Apache Spark is quickly being adopted at Facebook and now powers an important portion of Facebook’s batch ETL workload. While Spark is typically more efficient than Hive, we continue to search for opportunities to further reduce hardware costs. Recently, we have started an effort to apply custom resource oversubscription for every unique Spark job. We often observe that system resources (e.g. CPU / memory) tend to be underutilized in Spark jobs.

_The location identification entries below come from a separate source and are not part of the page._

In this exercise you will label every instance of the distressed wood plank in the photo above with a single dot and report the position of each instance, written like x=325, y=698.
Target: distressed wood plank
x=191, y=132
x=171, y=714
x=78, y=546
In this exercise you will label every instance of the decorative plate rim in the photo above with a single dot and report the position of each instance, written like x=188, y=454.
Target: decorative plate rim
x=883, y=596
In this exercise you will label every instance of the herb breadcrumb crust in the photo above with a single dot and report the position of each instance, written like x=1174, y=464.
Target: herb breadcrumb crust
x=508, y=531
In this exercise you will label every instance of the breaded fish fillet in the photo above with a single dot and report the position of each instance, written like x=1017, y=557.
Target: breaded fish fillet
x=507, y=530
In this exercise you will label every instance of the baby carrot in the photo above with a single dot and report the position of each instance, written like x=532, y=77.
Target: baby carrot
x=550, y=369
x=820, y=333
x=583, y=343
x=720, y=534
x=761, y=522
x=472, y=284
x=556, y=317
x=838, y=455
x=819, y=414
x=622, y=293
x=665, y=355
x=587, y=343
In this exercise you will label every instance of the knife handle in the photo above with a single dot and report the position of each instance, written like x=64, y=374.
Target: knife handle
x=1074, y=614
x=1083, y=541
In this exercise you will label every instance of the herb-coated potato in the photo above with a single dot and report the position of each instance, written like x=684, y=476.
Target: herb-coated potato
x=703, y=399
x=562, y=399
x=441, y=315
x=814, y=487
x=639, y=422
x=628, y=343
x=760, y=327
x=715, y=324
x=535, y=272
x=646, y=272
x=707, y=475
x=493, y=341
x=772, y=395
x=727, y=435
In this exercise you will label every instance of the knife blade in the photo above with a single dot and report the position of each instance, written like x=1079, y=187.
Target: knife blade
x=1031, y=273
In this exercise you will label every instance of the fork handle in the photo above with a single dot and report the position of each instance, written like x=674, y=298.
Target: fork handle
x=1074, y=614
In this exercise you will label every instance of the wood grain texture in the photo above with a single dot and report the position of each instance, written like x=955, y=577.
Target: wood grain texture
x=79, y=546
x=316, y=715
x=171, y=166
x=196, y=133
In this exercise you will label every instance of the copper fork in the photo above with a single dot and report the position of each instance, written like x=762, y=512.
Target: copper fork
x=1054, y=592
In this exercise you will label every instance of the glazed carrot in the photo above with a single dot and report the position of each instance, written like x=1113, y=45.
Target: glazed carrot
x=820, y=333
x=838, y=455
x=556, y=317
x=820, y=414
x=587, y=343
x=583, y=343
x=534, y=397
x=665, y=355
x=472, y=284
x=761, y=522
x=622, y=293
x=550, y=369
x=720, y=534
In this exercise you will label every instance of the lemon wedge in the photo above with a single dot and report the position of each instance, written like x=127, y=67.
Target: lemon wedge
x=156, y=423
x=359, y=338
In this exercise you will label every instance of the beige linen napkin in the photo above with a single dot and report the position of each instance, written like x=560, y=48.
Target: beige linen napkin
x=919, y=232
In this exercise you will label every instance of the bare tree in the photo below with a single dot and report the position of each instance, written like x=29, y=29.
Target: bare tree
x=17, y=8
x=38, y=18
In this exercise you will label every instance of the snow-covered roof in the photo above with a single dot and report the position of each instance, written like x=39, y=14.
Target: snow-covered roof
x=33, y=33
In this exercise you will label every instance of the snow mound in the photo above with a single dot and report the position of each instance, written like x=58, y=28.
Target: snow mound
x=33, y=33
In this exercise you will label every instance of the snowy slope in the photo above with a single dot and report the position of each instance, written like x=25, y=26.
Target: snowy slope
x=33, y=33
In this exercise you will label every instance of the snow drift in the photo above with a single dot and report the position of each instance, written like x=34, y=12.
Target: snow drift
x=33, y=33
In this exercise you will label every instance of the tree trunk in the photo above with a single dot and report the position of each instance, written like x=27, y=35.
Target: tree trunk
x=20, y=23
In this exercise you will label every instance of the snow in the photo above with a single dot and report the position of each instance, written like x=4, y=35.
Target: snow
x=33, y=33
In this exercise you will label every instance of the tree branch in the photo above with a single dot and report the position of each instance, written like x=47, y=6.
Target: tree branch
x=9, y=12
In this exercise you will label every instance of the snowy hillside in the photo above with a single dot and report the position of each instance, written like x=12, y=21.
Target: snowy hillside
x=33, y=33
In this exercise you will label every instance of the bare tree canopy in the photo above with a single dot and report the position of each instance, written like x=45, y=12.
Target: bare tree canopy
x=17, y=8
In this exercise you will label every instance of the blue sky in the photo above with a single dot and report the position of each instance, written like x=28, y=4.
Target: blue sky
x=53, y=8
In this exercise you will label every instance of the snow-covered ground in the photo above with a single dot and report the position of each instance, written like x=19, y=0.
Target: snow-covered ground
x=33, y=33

For example, when the data can not fit in memory, disk spill may dominate overall performance. Since the default configuration allocates one CPU core per Spark task, this can lead to situations where Spark jobs are not using all the CPU resources allocated to them and as a result, the overall cluster CPU utilization can remain low even under peak scheduling conditions. Similarly, for memory, depending on the input data and shuffle sizes, the job might not fully utilize its reserved memory and a significant amount of cluster memory can be wasted. In this session, we will describe the CPU and memory oversubscription technique we use to increase overall resource utilization of our Spark clusters. We leverage a historical stats based resource oversubscription algorithm that considers the historical resource usage of each unique Spark job and predicts the ideal resource allocation to minimize unused resources and increase the cluster utilization.
We’ll also explain the changes necessary to Spark and the resource manager in order to support oversubscription. Finally, we will conclude by sharing our results and the future direction for this project.